JARDIN ZOOLOGIQUE, GHENT, FOUNDED 1851: DIRECTOR, M. NIEPELS

It was simply pouring with rain when I left Brussels to visit the Zoological Garden at Ghent; but, as luck would have it, I had scarcely paid my franc and passed the turnstile into the Garden when the rain ceased and the sun popped in and out of clouds.

Passing a duck-pond covered with pochard, the visitor comes to a café and the usual concert-hall found in all zoological gardens on the Continent. In front of the hall is a large open space with a band-stand in the middle. Just beyond is the parrot and small-bird house, in which one of the parrots was imitating a cuckoo to perfection.
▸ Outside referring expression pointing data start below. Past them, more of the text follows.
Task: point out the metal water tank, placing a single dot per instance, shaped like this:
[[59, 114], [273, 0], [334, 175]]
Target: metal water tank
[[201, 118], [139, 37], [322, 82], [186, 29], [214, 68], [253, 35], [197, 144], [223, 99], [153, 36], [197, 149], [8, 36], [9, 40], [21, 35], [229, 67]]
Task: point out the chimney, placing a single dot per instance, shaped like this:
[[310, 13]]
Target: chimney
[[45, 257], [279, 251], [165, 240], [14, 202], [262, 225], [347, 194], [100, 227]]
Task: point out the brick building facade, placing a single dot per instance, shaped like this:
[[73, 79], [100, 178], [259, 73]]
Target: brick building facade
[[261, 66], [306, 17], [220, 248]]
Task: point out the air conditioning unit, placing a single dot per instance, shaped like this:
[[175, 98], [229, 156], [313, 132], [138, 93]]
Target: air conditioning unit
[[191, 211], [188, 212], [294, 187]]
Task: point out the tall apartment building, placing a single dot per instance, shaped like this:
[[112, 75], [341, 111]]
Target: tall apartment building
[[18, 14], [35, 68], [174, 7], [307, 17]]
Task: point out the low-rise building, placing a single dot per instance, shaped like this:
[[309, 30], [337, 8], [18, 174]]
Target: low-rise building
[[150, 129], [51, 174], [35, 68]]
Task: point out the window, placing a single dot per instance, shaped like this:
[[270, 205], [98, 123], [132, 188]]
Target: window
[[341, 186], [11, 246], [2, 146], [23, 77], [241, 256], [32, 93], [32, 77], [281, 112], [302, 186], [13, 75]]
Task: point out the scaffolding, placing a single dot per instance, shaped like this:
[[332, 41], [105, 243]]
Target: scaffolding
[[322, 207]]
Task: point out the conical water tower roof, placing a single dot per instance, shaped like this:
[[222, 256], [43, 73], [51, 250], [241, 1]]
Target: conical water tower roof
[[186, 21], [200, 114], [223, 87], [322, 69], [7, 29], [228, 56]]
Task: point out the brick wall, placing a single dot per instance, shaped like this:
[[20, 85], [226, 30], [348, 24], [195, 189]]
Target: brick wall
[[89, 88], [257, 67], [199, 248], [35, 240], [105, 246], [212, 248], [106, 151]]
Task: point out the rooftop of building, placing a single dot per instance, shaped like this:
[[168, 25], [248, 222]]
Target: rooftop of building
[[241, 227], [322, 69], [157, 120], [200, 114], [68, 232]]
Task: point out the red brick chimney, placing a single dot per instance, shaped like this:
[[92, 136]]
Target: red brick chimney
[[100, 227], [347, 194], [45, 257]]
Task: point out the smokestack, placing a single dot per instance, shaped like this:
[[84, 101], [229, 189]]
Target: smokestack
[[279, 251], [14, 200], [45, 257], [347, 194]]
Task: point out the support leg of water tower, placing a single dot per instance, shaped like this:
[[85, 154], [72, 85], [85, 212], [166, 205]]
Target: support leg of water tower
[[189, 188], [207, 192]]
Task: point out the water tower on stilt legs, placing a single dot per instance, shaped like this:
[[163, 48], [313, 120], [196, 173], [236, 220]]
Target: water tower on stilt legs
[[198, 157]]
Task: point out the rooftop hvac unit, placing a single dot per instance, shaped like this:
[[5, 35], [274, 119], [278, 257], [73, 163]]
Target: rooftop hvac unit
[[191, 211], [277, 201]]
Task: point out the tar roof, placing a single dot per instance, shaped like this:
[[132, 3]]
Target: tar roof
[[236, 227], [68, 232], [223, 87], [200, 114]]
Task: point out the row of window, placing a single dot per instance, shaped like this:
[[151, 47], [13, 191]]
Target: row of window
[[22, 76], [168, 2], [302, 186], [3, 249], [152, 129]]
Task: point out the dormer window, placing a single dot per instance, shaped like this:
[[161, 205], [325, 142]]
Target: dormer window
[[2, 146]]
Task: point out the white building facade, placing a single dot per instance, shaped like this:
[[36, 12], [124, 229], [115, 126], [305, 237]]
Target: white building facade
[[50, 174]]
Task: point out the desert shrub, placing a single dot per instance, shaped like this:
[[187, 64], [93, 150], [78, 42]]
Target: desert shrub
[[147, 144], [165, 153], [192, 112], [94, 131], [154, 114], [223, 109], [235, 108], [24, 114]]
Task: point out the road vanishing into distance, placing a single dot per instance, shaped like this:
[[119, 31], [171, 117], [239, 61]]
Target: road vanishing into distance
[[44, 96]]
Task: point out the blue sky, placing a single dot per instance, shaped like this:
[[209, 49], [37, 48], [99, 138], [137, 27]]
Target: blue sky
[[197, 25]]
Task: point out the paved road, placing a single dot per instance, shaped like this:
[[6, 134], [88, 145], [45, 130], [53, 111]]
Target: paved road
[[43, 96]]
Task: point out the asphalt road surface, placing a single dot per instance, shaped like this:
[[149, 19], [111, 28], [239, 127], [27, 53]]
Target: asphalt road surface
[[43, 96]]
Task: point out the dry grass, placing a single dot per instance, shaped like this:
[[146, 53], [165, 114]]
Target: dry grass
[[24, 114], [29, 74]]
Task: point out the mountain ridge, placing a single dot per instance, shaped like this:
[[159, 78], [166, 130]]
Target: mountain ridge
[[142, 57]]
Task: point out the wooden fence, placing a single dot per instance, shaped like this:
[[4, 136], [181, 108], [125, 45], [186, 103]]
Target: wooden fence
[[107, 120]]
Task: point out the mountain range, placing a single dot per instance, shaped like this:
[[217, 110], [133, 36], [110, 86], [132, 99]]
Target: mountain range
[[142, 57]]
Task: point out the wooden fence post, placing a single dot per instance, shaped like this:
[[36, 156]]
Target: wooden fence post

In the centre of this house was a large case containing stuffed animals and birds, which had lived at some time or other in the Garden. Close by was a large pheasant and peacock aviary, with indoor pens fitted with plate-glass sides.

After passing a quantity of poultry pens, the next objects which attract the visitor’s attention are the well-filled brown-bear cages. Behind them, in a house rather difficult to find, is a remarkably fine Indian elephant. We next come to a pretty pond with a variety of ducks, mostly sheldrake, swimming upon it. There is a good bird-of-prey aviary, containing, amongst other birds, a remarkably fine condor.

BARBARY SHEEP, GHENT.

The next house contained zebus, wapiti, Japanese deer, and black-and-white African sheep with fat tails. The extraordinary abundance of fat on the tails is a provision of nature, and enables the animal to go without food for a considerable period when making long marches from one patch of long grass to another, which is of frequent occurrence in the arid deserts where they live. I frequently gave as little as three arms’-length of common American sheeting for one fat-tailed sheep in Somaliland, North-East Africa, one of the principal homes of these black-and-white sheep.

In the centre of the Garden is another pond, upon which were ducks, swans, pelicans, storks, and cormorants. There was a pen of Angora sheep, the old ram having most beautifully twisted horns. In a rockery was one of the prettiest sights in the Garden—a herd of Barbary sheep, a favourite animal in Continental zoos; behind them were a herd of yak, and one of white llamas.

Anyone who happens to find himself in Ghent with an hour to spare should visit the Garden. It is close to the railway-station.